Pourriez-vous vous présenter ?

GM : Je m’appelle Geoffrey Mandon, j’ai 26 ans depuis pas longtemps, et je suis acteur. VORACES est ma première mise en scène. Je suis un mec qui vient de la campagne, en Lozère et j’adore la pêche, c’est ma passion. J’ai commencé le théâtre quand j’avais 20 ans. Avant j’ai fait un bac STG (sciences et techniques de gestion) pour glander un peu et avoir le bac facilement. J’ai ensuite travaillé puis, avec les économies que j’avais faites, j’ai intégré une première école de jeu, La Compagnie Maritime de Montpellier. J’ai ensuite été pris au concours de l’ERAC en 2013 où j’ai étudié pendant 3 ans.

ML : Je suis Marie Levy, je vais avoir 25 ans, je suis actrice dans ce projet et j’ai également conseillé Geoffrey pour la mise en scène. On s’est rencontrés à L’ERAC. Avant, j’ai fait le cours Florent pendant 3 ans. Je suis parisienne au départ, et très heureuse d’être de retour ici.

Comment est né le projet VORACES ?

En deuxième année, l’ERAC propose les « travaux d’acteurs » : chaque étudiant à la possibilité de présenter une maquette de 10 minutes d’un projet de spectacle. La maquette peut prendre la forme d’un texte, d’une improvisation, ça peut être de la danse, du chant, on est libres. Moi j’avais envie de faire un projet sur le petit chaperon rouge. Ce que j’aimais surtout, c’était l’histoire du loup, et de la raison pour laquelle c’est lui le méchant, pourquoi à la fin il se fait tuer, ou pas, selon les versions… Plus j’y pensais et plus me venaient des images de l’introduction du spectacle.
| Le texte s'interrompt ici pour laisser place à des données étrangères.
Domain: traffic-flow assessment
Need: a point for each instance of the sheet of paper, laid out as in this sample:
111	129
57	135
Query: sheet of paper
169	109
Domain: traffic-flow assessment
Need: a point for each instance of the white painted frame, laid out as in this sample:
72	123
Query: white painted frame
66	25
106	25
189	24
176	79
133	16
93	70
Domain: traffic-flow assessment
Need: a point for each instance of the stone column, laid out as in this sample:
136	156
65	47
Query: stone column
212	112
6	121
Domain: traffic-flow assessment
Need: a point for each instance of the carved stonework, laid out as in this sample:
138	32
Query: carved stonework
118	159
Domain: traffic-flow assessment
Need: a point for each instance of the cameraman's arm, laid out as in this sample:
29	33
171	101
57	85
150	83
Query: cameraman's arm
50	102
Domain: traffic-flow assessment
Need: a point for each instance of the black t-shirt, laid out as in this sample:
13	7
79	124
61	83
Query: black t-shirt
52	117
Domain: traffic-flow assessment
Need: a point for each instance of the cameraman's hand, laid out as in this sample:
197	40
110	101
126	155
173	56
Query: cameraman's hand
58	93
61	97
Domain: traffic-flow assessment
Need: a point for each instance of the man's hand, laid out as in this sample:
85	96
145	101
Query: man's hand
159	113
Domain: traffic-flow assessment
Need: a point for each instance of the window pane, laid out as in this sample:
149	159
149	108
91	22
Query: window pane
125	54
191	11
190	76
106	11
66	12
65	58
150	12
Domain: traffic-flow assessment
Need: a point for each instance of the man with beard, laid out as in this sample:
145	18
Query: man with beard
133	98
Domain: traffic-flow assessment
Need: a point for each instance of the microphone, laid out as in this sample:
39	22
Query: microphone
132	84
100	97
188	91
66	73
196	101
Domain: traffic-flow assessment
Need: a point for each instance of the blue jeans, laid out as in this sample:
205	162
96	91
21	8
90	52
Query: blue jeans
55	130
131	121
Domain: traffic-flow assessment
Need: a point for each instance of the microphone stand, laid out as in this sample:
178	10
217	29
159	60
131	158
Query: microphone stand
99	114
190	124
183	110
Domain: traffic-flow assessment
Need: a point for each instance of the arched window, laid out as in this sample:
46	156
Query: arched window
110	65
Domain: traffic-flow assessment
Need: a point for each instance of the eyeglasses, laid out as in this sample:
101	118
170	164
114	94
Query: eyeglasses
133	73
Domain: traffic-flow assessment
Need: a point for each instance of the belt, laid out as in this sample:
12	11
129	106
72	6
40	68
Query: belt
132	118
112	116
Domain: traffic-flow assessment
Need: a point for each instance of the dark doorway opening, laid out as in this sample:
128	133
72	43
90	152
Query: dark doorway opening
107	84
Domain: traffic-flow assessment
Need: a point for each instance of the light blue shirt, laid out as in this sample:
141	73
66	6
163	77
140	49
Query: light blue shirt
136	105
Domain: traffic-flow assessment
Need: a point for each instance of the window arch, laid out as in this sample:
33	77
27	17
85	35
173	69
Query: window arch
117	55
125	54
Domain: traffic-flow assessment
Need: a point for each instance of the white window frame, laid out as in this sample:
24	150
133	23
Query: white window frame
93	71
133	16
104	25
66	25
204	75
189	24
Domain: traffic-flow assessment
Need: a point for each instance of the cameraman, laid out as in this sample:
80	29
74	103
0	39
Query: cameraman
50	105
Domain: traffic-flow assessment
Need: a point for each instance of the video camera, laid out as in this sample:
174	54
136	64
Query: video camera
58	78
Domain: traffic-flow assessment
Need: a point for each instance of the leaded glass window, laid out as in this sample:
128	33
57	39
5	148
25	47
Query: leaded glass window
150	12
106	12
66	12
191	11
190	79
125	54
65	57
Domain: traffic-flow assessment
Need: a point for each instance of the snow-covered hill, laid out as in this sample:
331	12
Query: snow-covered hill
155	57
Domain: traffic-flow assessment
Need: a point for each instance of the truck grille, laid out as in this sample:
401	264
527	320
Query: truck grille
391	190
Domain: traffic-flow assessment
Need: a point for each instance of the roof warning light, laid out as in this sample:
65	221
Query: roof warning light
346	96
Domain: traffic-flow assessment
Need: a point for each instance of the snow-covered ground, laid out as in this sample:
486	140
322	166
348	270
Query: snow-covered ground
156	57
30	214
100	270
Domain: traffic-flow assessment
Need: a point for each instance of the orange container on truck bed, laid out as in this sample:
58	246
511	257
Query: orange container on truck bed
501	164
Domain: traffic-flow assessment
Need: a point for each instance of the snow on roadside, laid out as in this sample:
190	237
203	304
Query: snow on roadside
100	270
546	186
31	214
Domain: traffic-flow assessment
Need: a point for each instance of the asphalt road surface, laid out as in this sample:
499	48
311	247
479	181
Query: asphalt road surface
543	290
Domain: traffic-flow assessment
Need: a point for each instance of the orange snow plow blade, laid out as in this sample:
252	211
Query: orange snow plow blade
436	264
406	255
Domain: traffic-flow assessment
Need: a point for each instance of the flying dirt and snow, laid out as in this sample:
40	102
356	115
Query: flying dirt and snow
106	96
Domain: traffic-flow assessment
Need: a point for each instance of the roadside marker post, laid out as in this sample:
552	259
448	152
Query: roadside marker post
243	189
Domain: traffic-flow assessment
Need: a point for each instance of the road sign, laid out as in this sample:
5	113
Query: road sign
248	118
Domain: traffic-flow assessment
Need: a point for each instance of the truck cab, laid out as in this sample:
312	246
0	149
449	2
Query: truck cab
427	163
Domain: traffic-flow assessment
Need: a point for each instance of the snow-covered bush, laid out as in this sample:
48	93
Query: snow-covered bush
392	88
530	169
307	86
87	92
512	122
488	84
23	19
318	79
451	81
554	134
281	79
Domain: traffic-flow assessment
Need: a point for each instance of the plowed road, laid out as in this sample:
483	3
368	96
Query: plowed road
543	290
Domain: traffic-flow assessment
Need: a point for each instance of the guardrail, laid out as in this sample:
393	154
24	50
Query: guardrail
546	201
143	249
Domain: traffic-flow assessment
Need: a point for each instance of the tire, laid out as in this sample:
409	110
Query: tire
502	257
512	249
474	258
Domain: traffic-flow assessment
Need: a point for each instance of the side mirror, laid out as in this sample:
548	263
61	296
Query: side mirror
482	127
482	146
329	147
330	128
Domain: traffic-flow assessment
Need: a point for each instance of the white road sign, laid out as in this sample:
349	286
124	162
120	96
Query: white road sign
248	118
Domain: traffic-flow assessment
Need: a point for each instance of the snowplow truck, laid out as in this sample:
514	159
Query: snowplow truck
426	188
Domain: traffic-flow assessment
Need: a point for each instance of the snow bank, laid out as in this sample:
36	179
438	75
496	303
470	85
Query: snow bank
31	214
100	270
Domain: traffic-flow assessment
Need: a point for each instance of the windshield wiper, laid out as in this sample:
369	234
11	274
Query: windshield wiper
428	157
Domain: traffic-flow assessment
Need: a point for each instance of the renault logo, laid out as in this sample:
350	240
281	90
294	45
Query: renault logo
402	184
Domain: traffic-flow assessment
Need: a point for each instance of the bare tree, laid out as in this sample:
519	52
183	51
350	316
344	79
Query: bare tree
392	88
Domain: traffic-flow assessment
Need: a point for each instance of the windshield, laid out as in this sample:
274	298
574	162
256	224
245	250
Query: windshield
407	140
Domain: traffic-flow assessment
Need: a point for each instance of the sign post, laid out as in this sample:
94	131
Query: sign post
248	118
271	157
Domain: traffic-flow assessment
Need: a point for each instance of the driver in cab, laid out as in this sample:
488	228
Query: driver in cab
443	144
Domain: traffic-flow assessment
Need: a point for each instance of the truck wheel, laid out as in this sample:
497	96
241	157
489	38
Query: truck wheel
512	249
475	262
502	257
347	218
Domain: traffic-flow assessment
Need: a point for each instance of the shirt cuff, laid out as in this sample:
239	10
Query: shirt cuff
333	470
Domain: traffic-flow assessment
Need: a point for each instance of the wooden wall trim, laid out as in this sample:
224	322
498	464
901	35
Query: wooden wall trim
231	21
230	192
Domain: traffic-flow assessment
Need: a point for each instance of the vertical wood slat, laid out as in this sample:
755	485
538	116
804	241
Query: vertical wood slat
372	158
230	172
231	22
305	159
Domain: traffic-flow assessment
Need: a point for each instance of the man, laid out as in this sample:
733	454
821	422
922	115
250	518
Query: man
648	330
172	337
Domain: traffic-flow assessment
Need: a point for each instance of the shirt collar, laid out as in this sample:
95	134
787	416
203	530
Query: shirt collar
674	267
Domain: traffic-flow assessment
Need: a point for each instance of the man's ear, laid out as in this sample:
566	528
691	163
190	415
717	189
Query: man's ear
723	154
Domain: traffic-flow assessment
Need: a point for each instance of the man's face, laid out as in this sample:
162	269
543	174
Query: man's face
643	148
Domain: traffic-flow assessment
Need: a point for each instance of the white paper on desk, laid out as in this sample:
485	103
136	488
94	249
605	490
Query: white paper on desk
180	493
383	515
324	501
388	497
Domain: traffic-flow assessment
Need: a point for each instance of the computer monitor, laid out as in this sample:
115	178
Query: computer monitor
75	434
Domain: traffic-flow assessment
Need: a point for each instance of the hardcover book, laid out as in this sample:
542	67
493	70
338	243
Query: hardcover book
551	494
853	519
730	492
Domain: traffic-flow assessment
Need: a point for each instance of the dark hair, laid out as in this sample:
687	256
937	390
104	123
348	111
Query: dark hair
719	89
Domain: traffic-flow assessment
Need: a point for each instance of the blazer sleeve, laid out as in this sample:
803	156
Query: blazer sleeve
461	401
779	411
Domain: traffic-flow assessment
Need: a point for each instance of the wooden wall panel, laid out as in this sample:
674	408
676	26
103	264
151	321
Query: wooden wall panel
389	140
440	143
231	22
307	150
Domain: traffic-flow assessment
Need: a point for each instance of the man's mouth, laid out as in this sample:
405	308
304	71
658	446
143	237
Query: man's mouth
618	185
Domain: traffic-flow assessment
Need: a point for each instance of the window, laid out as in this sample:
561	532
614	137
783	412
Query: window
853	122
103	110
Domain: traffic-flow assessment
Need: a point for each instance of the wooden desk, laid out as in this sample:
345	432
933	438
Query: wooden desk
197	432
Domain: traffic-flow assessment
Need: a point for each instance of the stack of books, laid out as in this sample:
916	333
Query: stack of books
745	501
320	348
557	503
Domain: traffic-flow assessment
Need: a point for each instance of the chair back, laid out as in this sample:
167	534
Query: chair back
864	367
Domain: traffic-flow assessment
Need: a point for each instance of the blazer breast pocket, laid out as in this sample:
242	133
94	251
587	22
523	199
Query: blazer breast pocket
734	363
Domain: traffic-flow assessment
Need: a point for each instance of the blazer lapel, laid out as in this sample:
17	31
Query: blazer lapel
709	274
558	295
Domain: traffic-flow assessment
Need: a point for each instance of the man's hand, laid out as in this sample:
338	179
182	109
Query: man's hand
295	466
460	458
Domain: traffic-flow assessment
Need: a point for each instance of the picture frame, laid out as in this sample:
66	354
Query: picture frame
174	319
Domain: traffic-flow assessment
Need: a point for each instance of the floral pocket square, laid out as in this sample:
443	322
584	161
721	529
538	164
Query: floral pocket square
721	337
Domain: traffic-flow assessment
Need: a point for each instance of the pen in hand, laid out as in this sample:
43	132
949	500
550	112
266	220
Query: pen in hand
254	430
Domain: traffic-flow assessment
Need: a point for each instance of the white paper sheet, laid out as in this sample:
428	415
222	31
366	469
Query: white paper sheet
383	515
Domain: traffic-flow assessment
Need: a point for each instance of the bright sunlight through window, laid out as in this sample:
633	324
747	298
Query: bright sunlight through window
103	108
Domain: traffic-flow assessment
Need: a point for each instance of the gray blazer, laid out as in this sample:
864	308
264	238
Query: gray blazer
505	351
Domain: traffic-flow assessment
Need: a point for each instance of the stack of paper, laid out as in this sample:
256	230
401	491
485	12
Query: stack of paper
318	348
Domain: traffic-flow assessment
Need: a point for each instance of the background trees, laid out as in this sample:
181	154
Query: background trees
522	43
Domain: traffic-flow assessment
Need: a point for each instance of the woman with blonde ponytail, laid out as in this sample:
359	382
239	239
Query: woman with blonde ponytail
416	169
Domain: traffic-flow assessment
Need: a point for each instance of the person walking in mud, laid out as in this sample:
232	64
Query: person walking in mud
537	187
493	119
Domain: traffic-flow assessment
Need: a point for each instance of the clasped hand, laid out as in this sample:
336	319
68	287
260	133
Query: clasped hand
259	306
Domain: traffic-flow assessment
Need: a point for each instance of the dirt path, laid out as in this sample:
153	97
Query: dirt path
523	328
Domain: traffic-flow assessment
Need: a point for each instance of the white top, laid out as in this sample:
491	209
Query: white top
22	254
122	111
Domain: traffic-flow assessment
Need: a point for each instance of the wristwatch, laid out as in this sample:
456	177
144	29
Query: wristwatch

Je me disais : « Il faut que je parle d’un gars qui a de vrais problèmes pour gérer ses émotions, un gars bouffé de l’intérieur par un loup, un loup qui est présent en chacun d’entre nous ». Pour ce projet, je suis d’abord allé voir Thibault, parce que j’avais déjà joué avec lui, on se connaissait, je savais que ça lui parlerait. Puis j’ai réuni cinq autres comédiens de l’ERAC. On est partis comme ça, on s’est retrouvés dans notre salle de répétition, on a installé deux canapés et on a travaillé. Je suis plus cinéma que théâtre, je voulais que la maquette soit une sorte de trailer : on a d’abord pensé des tableaux et c’est après que l’on a commencé les improvisations.

Vous avez dit que vous travailliez à partir d’improvisation dirigées, c’est à partir de là que vous avez écrit le texte ?

GM : Oui. On a créé les deux « couples » de personnages, et à partir de là on a mis en place des situations, comme la première visite de l’appartement, la première rencontre pour les amoureux, des moments de crise et ça a constitué notre premier jet pour la maquette.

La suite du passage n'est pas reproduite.